Sources de cet article : JA Kyoto (Japan Agricultural Cooperative Kyoto), ITC (International Tea Committee), Food Dive (citant des données JA Kyoto), Ooika.es, Tezumi.es.

Les chiffres exacts

La récolte de tencha dans la préfecture de Kyoto est passée de 1 127 tonnes en 2024 à 939 tonnes en 2025, soit -19 % sur le total de la première levée. Le segment le plus touché est le tencha cueilli à la main à Uji : de 10 216 kg en 2024 à 6 140 kg en 2025, une baisse de 40 % en volume.

Le prix moyen du tencha de première levée à la vente aux enchères de JA Kyoto est passé d’environ 5 400 yens le kilo en 2024 à plus de 20 000 yens en 2025, soit +265 %, que les analystes de l’ITC ont qualifié du plus fort ajustement de prix en une seule saison de l’histoire documentée du marché du tencha.
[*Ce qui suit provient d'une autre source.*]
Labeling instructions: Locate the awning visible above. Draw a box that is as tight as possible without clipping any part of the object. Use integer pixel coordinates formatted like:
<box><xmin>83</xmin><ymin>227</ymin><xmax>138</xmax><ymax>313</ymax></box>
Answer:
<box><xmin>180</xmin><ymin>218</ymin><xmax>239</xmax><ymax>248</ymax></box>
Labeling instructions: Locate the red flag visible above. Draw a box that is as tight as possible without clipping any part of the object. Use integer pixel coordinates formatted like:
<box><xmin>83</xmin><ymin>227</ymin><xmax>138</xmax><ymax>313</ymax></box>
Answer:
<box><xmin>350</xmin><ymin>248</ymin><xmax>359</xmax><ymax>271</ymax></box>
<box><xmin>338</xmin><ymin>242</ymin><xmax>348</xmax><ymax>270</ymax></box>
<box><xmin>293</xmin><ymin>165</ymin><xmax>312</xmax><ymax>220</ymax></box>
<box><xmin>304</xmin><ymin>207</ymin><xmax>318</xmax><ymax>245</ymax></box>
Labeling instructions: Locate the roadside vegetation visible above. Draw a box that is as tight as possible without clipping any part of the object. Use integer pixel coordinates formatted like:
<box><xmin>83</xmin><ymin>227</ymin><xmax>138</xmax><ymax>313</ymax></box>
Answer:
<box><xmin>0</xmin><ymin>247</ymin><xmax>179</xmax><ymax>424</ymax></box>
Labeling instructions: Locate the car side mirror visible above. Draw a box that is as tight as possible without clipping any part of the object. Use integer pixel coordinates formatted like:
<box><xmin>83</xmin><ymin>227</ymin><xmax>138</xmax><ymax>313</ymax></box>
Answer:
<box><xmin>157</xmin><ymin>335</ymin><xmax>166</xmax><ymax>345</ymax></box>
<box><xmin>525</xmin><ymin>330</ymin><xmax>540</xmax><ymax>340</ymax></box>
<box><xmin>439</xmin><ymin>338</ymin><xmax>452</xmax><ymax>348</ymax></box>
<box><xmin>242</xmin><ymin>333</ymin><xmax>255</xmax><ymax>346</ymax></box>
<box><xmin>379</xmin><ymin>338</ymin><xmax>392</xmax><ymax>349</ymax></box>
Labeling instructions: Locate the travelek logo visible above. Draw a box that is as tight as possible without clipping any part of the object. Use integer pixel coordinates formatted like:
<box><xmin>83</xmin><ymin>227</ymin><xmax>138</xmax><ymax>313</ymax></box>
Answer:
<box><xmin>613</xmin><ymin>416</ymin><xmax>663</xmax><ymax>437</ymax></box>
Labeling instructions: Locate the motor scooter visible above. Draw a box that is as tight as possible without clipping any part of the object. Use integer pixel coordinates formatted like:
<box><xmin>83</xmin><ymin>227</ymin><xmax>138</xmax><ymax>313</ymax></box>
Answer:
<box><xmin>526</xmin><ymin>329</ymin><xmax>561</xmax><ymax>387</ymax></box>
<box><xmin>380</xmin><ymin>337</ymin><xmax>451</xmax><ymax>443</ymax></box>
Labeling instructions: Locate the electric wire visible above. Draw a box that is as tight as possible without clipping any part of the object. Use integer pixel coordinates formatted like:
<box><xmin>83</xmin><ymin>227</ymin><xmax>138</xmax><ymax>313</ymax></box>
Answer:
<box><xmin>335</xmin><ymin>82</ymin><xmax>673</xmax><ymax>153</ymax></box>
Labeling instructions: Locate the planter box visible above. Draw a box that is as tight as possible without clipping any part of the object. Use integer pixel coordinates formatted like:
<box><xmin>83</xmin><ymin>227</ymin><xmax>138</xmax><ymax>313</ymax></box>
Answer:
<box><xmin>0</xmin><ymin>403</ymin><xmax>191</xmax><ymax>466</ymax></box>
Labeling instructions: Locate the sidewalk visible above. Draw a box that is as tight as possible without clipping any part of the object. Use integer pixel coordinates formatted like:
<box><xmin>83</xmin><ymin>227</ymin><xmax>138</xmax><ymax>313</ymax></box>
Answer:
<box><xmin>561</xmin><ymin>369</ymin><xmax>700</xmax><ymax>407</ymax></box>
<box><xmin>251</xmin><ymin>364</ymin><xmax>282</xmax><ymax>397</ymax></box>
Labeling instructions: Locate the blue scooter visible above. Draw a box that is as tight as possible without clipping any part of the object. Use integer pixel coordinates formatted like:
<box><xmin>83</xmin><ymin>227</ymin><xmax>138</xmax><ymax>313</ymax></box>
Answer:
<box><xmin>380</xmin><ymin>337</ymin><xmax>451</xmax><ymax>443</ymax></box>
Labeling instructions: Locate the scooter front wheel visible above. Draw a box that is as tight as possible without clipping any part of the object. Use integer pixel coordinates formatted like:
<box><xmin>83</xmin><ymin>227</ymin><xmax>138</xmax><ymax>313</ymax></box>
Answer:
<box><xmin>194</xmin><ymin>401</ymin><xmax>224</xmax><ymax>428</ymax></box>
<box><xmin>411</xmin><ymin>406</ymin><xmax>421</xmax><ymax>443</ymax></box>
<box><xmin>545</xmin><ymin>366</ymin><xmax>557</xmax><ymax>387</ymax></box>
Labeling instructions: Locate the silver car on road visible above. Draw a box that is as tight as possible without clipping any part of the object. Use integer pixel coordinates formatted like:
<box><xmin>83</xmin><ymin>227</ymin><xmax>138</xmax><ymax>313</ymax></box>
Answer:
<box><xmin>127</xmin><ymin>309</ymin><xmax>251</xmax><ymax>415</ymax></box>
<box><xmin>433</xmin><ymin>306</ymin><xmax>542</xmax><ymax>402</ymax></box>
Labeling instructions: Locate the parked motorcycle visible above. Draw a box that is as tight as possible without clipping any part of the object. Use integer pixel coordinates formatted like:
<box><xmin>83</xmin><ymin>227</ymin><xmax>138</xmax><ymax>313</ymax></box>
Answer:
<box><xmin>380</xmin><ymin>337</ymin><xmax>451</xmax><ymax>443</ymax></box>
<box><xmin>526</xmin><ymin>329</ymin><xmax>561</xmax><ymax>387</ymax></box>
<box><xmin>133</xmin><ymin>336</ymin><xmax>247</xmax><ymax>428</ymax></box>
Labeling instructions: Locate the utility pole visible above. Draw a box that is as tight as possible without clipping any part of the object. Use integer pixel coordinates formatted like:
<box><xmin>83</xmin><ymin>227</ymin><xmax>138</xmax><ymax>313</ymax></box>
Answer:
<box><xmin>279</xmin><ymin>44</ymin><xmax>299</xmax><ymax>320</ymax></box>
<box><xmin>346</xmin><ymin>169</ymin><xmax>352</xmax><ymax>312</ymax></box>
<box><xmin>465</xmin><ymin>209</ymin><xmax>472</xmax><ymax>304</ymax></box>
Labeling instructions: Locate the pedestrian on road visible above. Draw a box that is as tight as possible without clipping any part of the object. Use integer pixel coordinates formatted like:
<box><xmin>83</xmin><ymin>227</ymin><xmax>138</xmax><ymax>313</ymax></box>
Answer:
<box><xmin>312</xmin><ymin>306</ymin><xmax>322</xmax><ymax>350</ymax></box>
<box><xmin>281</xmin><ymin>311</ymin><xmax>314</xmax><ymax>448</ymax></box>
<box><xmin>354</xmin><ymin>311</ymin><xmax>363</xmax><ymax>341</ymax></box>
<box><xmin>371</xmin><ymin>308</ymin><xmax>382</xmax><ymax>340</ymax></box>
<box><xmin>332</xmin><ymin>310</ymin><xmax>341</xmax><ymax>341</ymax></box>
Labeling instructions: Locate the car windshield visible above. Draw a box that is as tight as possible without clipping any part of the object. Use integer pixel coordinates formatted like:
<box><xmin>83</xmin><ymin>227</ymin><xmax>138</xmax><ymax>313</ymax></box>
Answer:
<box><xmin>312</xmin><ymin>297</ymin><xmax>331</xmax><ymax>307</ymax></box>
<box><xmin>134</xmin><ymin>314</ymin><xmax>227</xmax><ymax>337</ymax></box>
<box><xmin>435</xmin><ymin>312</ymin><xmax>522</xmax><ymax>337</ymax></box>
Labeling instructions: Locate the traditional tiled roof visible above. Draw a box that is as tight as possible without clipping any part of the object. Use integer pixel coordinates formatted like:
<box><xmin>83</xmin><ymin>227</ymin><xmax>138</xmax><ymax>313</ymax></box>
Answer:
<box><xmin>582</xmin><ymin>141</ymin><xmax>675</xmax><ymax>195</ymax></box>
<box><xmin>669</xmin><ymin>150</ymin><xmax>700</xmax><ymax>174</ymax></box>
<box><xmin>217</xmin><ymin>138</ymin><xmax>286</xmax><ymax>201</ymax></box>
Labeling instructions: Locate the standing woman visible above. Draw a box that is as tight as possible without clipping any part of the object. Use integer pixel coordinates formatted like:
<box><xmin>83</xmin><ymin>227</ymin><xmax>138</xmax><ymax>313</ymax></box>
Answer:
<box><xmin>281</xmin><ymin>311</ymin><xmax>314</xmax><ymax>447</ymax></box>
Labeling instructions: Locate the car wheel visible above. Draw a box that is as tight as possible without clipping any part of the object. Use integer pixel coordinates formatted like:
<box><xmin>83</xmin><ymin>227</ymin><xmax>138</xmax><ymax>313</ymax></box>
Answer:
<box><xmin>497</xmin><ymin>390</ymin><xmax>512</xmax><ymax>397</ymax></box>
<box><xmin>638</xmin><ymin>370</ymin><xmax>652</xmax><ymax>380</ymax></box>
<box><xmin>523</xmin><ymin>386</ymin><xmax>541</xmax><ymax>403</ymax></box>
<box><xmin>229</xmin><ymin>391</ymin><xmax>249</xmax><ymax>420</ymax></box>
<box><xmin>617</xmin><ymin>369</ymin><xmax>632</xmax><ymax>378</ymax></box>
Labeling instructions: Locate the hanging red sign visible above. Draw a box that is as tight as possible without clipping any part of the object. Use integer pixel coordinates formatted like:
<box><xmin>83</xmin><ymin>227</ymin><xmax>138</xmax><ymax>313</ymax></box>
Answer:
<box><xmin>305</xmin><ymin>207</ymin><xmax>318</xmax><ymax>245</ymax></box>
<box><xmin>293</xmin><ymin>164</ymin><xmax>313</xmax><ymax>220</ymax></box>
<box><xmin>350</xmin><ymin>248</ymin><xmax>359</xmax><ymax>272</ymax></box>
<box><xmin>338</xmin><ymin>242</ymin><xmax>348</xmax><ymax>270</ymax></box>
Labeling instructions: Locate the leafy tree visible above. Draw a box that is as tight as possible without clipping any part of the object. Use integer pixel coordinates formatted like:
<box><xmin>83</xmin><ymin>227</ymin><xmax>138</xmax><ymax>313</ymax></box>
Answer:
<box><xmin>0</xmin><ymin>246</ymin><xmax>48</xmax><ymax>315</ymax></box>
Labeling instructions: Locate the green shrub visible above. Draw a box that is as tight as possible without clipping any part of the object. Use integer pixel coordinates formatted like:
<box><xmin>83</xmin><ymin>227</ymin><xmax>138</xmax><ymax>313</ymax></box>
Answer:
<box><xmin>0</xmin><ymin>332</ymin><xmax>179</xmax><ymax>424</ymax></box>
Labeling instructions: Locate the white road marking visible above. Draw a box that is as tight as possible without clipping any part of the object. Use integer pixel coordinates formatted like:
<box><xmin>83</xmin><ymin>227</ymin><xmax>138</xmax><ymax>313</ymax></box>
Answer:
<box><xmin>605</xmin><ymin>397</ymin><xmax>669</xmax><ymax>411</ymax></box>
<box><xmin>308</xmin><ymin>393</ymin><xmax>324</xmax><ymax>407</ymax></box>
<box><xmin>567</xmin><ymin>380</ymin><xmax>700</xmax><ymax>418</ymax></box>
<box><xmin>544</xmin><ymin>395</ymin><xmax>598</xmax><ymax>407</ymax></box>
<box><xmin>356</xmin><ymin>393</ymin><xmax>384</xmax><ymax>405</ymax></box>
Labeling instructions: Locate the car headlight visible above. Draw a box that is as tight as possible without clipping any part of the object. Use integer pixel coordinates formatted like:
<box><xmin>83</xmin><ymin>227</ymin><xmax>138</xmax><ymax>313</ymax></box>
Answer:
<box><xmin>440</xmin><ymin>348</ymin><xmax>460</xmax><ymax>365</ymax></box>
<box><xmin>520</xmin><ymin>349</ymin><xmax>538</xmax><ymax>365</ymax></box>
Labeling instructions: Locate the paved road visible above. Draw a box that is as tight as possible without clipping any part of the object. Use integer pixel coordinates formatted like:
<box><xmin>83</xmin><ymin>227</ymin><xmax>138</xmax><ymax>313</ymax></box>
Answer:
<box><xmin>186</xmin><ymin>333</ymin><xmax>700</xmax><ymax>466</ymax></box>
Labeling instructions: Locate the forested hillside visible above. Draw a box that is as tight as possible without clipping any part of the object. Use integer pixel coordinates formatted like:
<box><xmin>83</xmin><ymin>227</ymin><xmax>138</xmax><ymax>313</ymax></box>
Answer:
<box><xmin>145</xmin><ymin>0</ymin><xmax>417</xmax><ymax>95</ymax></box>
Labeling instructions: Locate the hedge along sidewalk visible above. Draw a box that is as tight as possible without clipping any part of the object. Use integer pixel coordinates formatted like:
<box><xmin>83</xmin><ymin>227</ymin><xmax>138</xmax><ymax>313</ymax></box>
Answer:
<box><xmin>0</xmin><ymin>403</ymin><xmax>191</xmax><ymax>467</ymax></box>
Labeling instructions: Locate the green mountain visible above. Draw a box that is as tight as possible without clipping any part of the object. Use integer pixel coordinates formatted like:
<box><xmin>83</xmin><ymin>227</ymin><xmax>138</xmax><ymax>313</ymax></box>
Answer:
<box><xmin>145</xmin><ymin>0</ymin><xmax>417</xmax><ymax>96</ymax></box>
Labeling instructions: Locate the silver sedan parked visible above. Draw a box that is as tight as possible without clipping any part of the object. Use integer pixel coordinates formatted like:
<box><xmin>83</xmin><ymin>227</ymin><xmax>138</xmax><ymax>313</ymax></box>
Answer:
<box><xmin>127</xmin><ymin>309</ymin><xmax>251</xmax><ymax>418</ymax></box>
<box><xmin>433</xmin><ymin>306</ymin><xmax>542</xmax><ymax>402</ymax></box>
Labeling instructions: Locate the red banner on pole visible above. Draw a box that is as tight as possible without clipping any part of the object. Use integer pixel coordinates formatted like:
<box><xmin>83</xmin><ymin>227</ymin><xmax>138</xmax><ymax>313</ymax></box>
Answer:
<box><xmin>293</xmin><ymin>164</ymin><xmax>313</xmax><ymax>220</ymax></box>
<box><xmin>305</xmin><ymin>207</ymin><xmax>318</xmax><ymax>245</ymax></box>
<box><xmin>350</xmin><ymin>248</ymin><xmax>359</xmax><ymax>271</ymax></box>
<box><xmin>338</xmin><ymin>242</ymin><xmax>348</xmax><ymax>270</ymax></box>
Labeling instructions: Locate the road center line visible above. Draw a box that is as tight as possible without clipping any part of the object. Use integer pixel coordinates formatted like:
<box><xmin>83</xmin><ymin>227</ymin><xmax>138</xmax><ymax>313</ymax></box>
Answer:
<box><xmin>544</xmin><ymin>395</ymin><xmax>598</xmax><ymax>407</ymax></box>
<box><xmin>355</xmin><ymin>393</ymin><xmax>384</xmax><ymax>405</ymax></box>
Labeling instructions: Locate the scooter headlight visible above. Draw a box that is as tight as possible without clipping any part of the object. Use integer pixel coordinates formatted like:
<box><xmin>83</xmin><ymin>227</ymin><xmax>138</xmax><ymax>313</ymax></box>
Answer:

Le tencha récolté à la machine a lui aussi bondi : de 5 411 à 14 141 yens/kg (+161 %). Le matcha cérémonial de grade standard n’est pas à l’abri : il encaisse simplement avec un léger décalage, parce que les stocks accumulés pendant les mois creux amortissent un temps.

Les causes : ce n’est pas une seule chose

Les médias résument souvent la crise du matcha à « une mauvaise récolte à cause de la météo ». La réalité est plus complexe, et plus inquiétante, parce qu’elle met en jeu des facteurs structurels qui ne se règlent pas en une saison :

Facteur 1 : le climat et les anomalies météo

Le printemps 2025 a été particulièrement doux à Kyoto en février et en mars, d’où un débourrement très précoce. Quand les gelées tardives d’avril sont arrivées, les jeunes pousses étaient déjà exposées. Les pertes ont surtout touché les parcelles d’Uji, dont les versants nord sont plus vulnérables à ce type d’épisode.

L’été 2024 a aussi joué : les températures extrêmes ont réduit l’accumulation de nutriments dans les feuilles de la dernière récolte, ce qui a pesé indirectement sur la qualité et le volume du débourrement du printemps suivant.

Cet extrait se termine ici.